Monitor an MKE cluster

Monitor an MKE cluster

You can monitor the status of MKE using the web UI or the CLI. You can also use the _ping endpoint to build monitoring automation.

The first place to check the status of MKE is the MKE web UI, since it shows warnings for situations that require your immediate attention. Administrators might see more warnings than regular users.

You can also navigate to the Nodes page, to see if all the nodes managed by MKE are healthy or not.

Each node has a status message explaining any problems with the node. In this example, a Windows worker node is down. Click the node to get more info on its status. In the details pane, click Actions and select Agent logs to see the log entries from the node.
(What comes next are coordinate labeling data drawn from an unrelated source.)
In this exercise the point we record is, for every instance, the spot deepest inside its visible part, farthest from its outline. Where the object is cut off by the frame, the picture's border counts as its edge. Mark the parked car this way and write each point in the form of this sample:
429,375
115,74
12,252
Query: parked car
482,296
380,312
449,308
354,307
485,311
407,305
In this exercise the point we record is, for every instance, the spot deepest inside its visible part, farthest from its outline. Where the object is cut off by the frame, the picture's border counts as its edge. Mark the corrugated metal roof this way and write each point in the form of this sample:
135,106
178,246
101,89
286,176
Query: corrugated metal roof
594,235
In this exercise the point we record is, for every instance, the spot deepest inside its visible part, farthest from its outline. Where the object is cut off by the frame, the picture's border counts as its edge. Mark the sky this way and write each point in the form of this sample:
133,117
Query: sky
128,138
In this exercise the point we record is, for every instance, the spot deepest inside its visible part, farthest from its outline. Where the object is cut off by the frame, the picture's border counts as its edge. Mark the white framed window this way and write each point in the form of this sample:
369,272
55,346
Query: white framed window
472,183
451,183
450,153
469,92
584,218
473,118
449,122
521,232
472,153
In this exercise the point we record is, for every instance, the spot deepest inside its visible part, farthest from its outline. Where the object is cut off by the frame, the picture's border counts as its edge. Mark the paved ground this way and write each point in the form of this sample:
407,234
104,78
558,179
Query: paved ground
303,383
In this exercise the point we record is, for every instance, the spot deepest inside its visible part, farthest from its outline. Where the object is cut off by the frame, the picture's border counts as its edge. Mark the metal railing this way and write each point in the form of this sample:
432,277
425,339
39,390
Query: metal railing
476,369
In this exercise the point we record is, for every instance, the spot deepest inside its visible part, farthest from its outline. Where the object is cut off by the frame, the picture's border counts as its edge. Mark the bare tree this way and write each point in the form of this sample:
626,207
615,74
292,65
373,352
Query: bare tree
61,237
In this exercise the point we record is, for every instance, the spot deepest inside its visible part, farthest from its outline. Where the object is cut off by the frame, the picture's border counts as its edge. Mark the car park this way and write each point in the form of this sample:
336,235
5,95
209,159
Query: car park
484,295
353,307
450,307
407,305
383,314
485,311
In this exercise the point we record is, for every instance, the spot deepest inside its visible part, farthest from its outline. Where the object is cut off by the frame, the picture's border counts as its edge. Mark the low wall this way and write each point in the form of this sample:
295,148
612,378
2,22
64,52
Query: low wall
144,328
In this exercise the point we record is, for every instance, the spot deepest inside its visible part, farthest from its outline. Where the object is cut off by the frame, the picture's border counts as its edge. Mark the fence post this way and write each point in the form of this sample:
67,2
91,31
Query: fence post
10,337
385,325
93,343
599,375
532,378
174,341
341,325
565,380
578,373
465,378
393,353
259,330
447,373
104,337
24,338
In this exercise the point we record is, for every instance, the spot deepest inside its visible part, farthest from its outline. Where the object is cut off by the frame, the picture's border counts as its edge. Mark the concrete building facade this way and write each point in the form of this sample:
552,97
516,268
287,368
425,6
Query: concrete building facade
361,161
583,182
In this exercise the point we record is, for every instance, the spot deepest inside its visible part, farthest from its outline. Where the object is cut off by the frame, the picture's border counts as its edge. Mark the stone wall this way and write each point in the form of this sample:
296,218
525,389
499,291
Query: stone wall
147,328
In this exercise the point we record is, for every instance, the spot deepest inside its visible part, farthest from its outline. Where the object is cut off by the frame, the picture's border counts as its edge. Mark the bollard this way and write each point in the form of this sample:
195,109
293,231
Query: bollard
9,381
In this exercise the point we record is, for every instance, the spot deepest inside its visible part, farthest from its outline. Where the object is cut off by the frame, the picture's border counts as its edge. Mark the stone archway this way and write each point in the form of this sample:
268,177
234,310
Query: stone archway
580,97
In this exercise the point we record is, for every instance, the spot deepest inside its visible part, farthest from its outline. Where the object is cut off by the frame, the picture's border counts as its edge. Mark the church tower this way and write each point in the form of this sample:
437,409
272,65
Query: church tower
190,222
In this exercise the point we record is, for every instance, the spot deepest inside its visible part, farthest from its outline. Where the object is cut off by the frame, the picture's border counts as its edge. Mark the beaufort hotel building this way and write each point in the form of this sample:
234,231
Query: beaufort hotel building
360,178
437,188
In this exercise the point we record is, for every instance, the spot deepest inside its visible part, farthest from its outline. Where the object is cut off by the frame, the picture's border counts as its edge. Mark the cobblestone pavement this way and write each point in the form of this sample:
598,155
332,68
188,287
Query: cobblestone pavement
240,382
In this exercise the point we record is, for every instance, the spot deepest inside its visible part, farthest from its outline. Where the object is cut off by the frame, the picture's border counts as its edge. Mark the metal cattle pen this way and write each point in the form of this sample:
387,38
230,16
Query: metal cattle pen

Use the CLI to monitor the status of a cluster

You can also monitor the status of a MKE cluster using the Docker CLI client. Download a MKE client certificate bundle and then run:

docker node ls

As a rule of thumb, if the status message starts with [Pending], then the current state is transient and the node is expected to correct itself back into a healthy state.

Monitoring automation

You can use the https://<mke-manager-url>/_ping endpoint to check the health of a single MKE manager node. When you access this endpoint, the MKE manager validates that all its internal components are working, and returns one of the following HTTP error codes:

  • 200, if all components are healthy

  • 500, if one or more components are not healthy

If an administrator client certificate is used as a TLS client certificate for the _ping endpoint, a detailed error message is returned if any component is unhealthy.

If you’re accessing the _ping endpoint through a load balancer, you’ll have no way of knowing which MKE manager node is not healthy, since any manager node might be serving your request. Make sure you’re connecting directly to the URL of a manager node, and not a load balancer. In addition, please be aware that pinging the endpoint with HEAD will result in a 404 error code. It is better to use GET instead.

Monitoring vulnerability counts

For those implementations with a subscription, MKE displays image vulnerability count data from the MSR image scanning feature. MKE displays vulnerability counts for containers, Swarm services, pods, and images.

To enable this feature, MSR 2.6 is required and single sign-on with MKE must be enabled.

Monitoring disk usage

Web UI disk usage metrics, including free space, only reflect the Docker managed portion of the filesystem: /var/lib/docker. To monitor the total space available on each filesystem of a MKE worker or manager, you must deploy a third-party monitoring solution to monitor the operating system.